East Texans react to Gov. Rick Perry's controversial comments on homosexuality

East Texans react to Gov. Rick Perry's controversial comments on homosexuality

Texas Governor Rick Perry is under fire for comparing homosexuality to alcoholism. He made the comment during a speaking engagement in San Francisco Wednesday night -- saying gay people choose that lifestyle and can overcome it.

The Texas Republican Party has made waves in the gay community recently.

Just last week they endorsed the controversial practice of "reparative therapy," which focuses on trying to turn gay people straight, and now Perry is making the argument that -- like alcoholics -- gays and lesbians can make the choice to be straight if they want to.

"I may have the genetic coding that I'm inclined to be an alcoholic, but I have the desire not to do that, and I look at the homosexual issue the same way," Perry told a crowd at the Commonwealth Club -- eliciting gasps from some audience members.

This isn't the first time the Texas Republican Party has taken heat for remarks about homosexuals.

On Saturday, the group adopted a party platform that includes support for "therapy" to "cure" being gay known as "reparative therapy" -- which focuses on the belief that homosexuality is created by a person's experiences.

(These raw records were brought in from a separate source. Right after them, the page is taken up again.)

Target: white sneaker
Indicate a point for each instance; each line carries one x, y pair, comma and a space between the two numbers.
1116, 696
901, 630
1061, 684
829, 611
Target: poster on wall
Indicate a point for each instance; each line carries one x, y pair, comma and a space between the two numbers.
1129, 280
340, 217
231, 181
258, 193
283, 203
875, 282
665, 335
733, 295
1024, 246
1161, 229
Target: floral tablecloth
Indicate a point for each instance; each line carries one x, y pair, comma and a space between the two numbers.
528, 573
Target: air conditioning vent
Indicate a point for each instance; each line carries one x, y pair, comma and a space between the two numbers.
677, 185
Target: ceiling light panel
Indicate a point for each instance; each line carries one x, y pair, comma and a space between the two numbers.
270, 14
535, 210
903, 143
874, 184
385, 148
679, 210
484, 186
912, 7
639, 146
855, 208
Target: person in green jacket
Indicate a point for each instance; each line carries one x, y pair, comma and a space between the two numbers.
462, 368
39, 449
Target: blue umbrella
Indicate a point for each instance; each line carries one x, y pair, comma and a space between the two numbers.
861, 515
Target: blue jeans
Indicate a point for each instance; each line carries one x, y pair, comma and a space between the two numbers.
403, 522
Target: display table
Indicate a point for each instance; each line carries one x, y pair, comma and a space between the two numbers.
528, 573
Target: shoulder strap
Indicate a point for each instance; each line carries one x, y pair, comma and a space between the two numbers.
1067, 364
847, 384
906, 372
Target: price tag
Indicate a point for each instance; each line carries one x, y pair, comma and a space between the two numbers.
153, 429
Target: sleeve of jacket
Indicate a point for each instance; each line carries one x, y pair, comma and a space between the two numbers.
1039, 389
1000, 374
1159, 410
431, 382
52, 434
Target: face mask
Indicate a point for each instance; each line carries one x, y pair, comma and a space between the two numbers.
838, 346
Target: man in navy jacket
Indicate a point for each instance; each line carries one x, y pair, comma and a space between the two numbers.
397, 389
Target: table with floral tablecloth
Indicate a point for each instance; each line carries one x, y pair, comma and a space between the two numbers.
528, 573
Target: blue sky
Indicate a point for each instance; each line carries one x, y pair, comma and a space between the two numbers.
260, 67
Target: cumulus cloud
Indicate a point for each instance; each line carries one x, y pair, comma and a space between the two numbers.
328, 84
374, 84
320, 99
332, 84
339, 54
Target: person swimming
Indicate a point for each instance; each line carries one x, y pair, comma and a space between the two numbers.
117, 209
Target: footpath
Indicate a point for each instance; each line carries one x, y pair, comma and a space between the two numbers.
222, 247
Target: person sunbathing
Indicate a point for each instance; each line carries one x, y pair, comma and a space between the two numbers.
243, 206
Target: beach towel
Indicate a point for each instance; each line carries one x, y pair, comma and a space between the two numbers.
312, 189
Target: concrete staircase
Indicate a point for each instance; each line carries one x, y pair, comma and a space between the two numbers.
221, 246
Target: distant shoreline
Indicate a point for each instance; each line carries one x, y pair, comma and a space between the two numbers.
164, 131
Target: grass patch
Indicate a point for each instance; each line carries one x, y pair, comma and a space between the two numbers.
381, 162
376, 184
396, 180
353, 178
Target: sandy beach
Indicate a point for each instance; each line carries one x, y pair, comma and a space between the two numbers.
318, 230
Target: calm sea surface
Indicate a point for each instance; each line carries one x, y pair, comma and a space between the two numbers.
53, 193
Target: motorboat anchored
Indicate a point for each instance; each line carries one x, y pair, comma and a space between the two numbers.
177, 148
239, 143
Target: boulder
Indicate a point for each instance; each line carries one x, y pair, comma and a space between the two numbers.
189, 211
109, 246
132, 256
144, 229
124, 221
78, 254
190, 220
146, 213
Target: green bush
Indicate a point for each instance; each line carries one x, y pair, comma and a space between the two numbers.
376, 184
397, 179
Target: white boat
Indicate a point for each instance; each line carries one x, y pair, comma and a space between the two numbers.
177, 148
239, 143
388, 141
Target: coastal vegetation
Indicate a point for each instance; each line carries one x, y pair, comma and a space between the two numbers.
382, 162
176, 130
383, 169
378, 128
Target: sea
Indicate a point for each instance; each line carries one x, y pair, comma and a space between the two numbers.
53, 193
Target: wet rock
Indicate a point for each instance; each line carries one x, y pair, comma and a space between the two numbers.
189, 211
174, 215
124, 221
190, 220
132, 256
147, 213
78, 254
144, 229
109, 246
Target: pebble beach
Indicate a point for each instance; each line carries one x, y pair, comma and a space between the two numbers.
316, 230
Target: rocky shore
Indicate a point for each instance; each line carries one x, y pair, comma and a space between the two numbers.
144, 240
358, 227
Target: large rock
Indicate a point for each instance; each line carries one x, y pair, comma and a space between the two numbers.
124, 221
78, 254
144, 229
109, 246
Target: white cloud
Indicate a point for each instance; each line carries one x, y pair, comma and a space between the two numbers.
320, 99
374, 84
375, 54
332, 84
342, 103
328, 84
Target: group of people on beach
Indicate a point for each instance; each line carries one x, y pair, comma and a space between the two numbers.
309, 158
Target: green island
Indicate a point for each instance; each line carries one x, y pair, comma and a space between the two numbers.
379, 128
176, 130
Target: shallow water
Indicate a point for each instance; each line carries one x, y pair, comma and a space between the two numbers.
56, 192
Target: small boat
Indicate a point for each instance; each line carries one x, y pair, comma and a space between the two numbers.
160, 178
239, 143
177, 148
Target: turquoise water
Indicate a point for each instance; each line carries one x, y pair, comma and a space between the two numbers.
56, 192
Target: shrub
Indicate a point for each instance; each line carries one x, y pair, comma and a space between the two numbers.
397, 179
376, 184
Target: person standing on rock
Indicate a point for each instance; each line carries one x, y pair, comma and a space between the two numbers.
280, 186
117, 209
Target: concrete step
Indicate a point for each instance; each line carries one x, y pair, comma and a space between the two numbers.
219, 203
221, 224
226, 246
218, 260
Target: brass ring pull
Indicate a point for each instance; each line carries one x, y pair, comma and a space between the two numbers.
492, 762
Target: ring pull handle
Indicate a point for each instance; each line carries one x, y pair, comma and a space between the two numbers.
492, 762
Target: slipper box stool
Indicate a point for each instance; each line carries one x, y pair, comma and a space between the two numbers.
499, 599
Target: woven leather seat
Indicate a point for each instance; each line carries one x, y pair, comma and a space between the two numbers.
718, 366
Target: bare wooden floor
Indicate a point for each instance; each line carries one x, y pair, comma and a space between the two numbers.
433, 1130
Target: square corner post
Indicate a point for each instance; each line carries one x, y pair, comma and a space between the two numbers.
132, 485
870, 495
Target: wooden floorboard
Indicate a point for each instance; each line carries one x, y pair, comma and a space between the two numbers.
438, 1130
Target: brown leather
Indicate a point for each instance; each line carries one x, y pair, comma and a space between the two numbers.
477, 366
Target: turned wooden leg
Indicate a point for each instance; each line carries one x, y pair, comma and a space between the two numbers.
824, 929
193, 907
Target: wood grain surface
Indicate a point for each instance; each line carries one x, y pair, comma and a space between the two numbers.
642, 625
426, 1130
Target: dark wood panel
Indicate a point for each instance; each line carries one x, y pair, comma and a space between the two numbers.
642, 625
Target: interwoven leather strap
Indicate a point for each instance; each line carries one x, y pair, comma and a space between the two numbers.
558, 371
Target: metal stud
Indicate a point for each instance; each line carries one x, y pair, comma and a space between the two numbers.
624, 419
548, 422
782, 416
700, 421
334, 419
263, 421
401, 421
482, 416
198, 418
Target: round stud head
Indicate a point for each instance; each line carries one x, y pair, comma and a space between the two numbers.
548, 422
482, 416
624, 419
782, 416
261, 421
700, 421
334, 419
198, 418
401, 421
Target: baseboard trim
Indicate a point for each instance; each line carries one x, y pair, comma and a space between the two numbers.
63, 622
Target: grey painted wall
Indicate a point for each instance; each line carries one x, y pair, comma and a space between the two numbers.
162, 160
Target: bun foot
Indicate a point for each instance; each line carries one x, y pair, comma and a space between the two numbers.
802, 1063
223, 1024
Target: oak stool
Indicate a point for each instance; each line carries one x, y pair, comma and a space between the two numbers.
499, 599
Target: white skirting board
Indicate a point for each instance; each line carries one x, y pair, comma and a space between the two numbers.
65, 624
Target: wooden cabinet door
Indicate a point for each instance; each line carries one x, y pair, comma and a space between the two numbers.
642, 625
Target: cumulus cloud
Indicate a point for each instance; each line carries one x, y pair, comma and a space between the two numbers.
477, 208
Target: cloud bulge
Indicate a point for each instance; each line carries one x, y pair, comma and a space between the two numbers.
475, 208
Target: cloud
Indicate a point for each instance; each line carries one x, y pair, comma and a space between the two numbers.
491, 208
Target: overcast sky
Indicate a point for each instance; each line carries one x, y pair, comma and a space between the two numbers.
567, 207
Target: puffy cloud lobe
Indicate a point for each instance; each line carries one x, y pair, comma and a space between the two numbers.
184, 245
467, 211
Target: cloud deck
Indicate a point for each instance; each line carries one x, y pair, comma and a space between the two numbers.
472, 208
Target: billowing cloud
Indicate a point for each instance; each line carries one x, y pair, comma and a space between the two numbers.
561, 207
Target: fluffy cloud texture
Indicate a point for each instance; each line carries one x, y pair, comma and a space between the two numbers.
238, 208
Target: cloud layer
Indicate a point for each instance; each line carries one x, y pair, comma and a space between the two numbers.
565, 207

Gene Smith of Tyler says he agrees with Perry.

"I believe it's a choice people make in life," he said. "I don't think it's something you inherit or are born with. It's like anything -- it can be overcome. Your faith can overcome it, I think, if you choose to go that way."

But there are many people who say Perry has gone too far.

"I think it's beautiful that he can speak his opinion -- I don't agree with his opinion," Mark Dwight Stewart, of Tyler, said. "That's a message I don't really relate to, and in that sense I just wouldn't engage with it. I wouldn't really have anything to do with him."

Whichever side you take, it's an issue that continues to cause a heated debate.

CBS19 reached out to local republican leaders for comment Thursday, but no one wanted to speak on camera.

In February, a federal judge struck down Texas' ban on same-sex marriage, calling it unconstitutional. That ruling is still pending an appeal.

Perry is stepping down as governor at the end of his current term.